Without further ado, let's quiz her on her kitchen habits.
1. What did you eat for lunch today?
Mulligatawny Soup; eggs with asparagus, chorizo and croutons; half an apple; 1 chocolate-covered almond.
2. What kind of food do you most enjoy cooking?
Vegetable soups.
3. 3 things we can always find in your fridge…
Anchovy paste, tahini and whole milk.
4. Your most cherished kitchen tool?
My mother’s stone Mortar and Pestle.
5. The last cookbook you enjoyed?
Beyond the North Wind, by Darra Goldstein.
6. Where does your love for food come from?
My parents. My mother cooked and baked almost every day. My father made his own leban, brined cheese and pickles.
7. What was the last meal you cooked? How long did it take you from start to finish?
Fish with roasted vegetables and steamed artichokes. It took 40 minutes.
8. What is your guilty food pleasure?
Candy, especially liquorice and gummy candies.

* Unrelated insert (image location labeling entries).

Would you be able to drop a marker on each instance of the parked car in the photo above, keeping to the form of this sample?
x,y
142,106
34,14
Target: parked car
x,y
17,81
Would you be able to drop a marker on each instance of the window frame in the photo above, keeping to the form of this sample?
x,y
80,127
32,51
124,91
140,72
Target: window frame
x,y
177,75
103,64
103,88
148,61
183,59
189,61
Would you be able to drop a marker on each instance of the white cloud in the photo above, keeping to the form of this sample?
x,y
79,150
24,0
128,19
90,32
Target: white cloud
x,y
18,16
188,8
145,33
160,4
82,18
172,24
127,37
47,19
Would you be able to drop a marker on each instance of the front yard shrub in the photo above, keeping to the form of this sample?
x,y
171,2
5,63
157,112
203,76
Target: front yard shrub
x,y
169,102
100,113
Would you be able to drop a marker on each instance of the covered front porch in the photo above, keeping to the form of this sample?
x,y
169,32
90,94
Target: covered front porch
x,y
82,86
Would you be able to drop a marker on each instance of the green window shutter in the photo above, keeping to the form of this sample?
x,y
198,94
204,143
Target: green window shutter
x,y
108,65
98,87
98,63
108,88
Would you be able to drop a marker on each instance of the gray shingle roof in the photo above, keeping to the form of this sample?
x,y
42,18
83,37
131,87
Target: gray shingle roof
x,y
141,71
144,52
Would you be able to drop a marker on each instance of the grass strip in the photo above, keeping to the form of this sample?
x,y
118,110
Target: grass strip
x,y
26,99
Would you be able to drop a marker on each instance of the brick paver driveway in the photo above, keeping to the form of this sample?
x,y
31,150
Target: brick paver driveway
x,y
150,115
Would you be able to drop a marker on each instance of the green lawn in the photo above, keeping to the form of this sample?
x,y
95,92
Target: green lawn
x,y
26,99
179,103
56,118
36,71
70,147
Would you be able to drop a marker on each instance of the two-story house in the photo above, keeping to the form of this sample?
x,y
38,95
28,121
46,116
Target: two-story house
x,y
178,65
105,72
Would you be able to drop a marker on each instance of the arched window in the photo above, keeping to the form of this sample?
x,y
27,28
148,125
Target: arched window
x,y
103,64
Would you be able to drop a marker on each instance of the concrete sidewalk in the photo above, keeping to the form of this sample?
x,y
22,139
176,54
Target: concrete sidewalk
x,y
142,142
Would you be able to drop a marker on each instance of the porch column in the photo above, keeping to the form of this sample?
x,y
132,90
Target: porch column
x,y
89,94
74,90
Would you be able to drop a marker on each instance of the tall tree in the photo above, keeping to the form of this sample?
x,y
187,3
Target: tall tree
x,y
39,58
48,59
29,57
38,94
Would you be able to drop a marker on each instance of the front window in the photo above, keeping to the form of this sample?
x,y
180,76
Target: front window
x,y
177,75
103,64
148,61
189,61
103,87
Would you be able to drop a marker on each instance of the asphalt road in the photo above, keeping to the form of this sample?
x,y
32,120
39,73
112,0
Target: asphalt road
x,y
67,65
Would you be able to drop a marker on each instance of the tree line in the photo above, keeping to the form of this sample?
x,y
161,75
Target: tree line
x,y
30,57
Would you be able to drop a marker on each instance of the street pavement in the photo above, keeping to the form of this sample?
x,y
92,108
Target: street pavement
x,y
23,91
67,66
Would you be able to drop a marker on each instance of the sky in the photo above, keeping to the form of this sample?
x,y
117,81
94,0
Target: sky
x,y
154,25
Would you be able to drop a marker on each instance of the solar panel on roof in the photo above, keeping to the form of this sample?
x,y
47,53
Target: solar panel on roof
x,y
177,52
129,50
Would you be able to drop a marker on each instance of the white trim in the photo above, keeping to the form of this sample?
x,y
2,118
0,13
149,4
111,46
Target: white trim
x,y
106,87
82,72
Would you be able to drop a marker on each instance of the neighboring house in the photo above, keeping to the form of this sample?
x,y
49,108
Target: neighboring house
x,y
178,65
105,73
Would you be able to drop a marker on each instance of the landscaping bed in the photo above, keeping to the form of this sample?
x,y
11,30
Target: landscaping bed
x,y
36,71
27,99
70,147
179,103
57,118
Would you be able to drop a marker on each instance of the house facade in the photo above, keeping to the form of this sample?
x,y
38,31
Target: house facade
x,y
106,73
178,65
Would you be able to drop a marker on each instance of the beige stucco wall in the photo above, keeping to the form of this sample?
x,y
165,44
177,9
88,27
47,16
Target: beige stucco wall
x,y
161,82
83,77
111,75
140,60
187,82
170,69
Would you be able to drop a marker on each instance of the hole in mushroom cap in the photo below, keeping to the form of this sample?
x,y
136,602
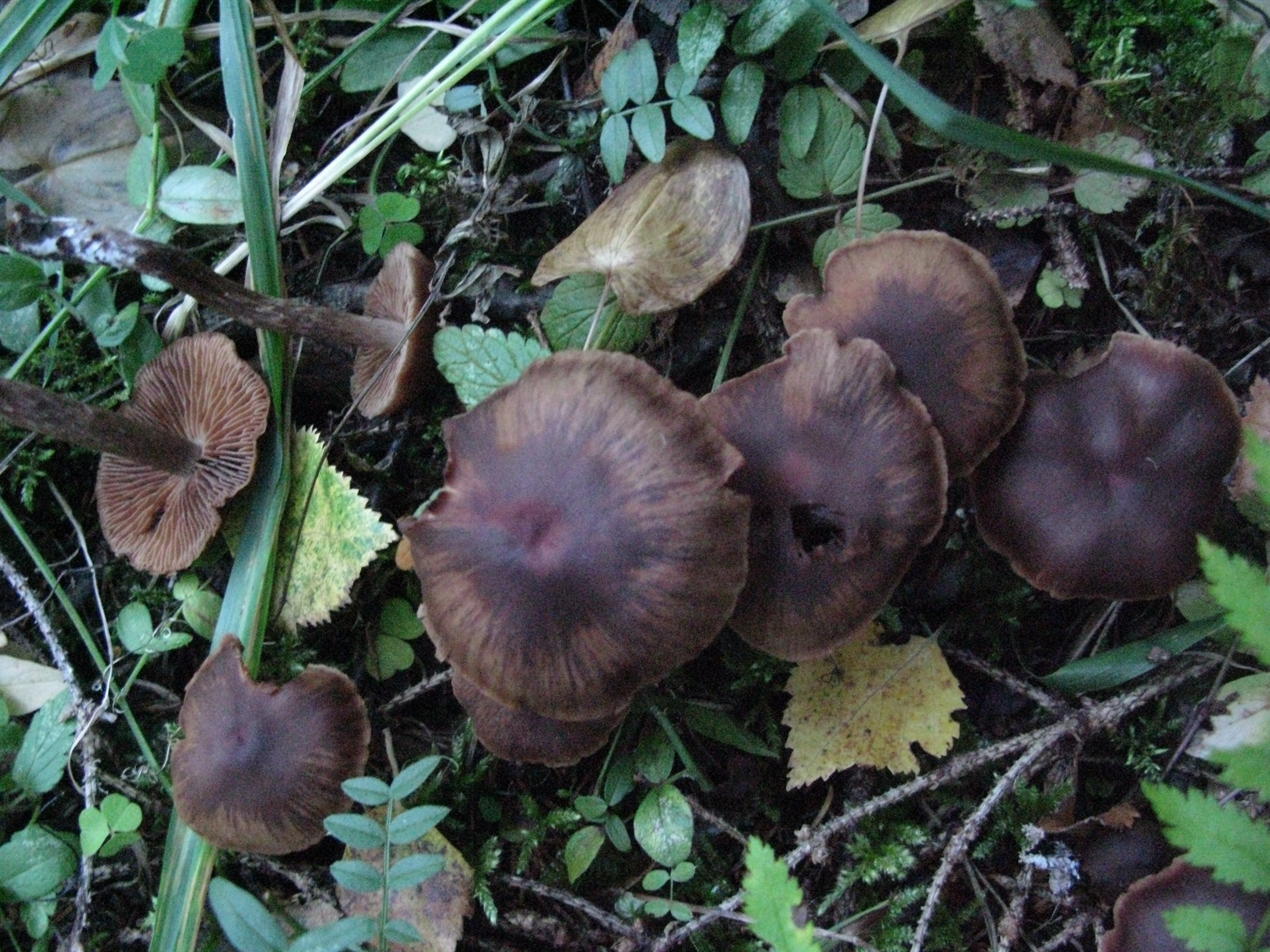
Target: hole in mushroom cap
x,y
935,307
848,479
1104,483
261,766
585,544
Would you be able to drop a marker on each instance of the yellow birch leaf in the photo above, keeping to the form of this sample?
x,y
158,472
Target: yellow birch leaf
x,y
867,704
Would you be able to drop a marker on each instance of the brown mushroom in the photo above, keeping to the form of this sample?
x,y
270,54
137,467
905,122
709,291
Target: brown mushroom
x,y
172,458
585,543
525,737
1140,912
261,766
377,336
938,310
1104,483
846,477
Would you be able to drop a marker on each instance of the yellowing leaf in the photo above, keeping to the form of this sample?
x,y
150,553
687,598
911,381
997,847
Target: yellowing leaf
x,y
867,704
340,538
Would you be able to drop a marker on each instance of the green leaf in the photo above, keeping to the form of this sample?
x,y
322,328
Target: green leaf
x,y
642,73
739,105
358,875
34,864
22,282
582,850
832,163
693,116
1128,662
479,361
719,725
1207,929
702,31
648,130
772,898
764,23
415,823
358,831
567,318
413,870
1241,590
664,826
368,791
801,116
244,921
413,777
615,143
45,751
1225,838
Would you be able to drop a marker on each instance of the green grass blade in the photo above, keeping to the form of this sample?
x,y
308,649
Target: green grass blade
x,y
23,25
972,131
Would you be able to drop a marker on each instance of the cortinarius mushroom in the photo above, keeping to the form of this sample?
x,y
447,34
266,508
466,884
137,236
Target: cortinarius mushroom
x,y
525,737
585,543
937,308
848,482
172,458
393,303
1104,483
261,766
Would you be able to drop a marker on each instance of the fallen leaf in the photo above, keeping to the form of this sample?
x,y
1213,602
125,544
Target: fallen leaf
x,y
436,907
27,686
867,704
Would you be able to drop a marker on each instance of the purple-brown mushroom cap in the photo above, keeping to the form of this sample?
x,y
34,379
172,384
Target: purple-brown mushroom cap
x,y
585,543
846,478
261,766
1104,483
935,307
525,737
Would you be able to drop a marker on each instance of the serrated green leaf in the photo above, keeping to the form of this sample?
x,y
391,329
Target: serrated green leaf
x,y
479,361
702,31
772,898
1224,838
567,318
1207,929
1241,590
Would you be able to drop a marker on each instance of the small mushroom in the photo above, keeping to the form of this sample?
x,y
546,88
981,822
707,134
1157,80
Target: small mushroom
x,y
1140,912
585,543
1104,483
396,299
666,235
935,307
172,458
261,766
525,737
846,477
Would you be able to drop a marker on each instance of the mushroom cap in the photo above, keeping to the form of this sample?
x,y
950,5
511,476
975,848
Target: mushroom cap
x,y
261,766
397,295
525,737
585,543
1104,483
1140,923
667,234
201,390
846,477
938,310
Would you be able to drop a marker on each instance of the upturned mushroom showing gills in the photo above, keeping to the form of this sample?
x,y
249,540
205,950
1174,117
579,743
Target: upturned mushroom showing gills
x,y
585,543
1104,483
261,766
666,235
172,458
384,333
846,477
937,308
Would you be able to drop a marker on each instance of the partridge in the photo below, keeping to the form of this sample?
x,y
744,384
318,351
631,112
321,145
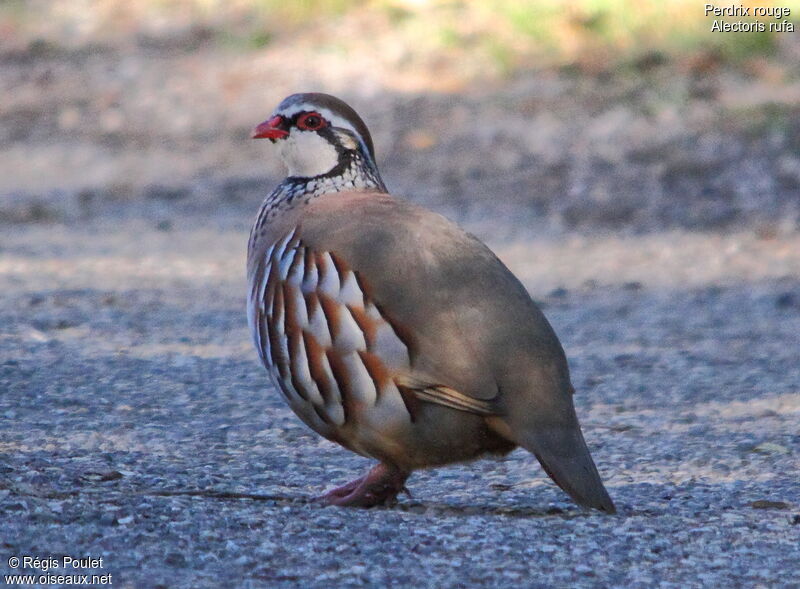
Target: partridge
x,y
390,330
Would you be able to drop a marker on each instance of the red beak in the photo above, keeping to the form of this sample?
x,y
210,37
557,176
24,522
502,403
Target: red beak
x,y
270,129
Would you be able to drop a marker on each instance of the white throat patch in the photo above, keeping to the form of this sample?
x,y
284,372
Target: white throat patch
x,y
306,154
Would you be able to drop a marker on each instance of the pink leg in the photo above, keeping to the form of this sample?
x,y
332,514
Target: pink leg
x,y
379,486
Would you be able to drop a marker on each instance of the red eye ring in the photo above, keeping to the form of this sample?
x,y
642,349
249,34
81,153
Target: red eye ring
x,y
310,121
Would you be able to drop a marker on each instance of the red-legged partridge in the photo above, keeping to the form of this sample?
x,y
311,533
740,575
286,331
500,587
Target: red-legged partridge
x,y
390,330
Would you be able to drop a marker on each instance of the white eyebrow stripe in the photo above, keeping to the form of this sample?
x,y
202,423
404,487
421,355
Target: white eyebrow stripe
x,y
334,119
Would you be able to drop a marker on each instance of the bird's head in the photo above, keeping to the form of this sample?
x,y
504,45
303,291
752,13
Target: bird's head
x,y
318,135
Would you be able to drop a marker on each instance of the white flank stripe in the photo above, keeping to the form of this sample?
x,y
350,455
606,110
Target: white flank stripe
x,y
303,376
330,280
349,292
361,383
318,326
350,337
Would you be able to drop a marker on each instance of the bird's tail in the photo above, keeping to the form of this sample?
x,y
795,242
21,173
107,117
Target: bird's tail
x,y
563,454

9. What, according to you, is the ONE dish that everyone must try at least once?
Grilled hamachi collar.
10. If you could choose 5 people (dead or alive) to invite to your dinner party, who would they be? What would your menu look like?
My parents, sister, a dear cousin, and an aunt and uncle. All but my sister are deceased. We would dine on my mother’s cooking: Iraqi Jewish, and Iraqi Jewish Bombay dishes.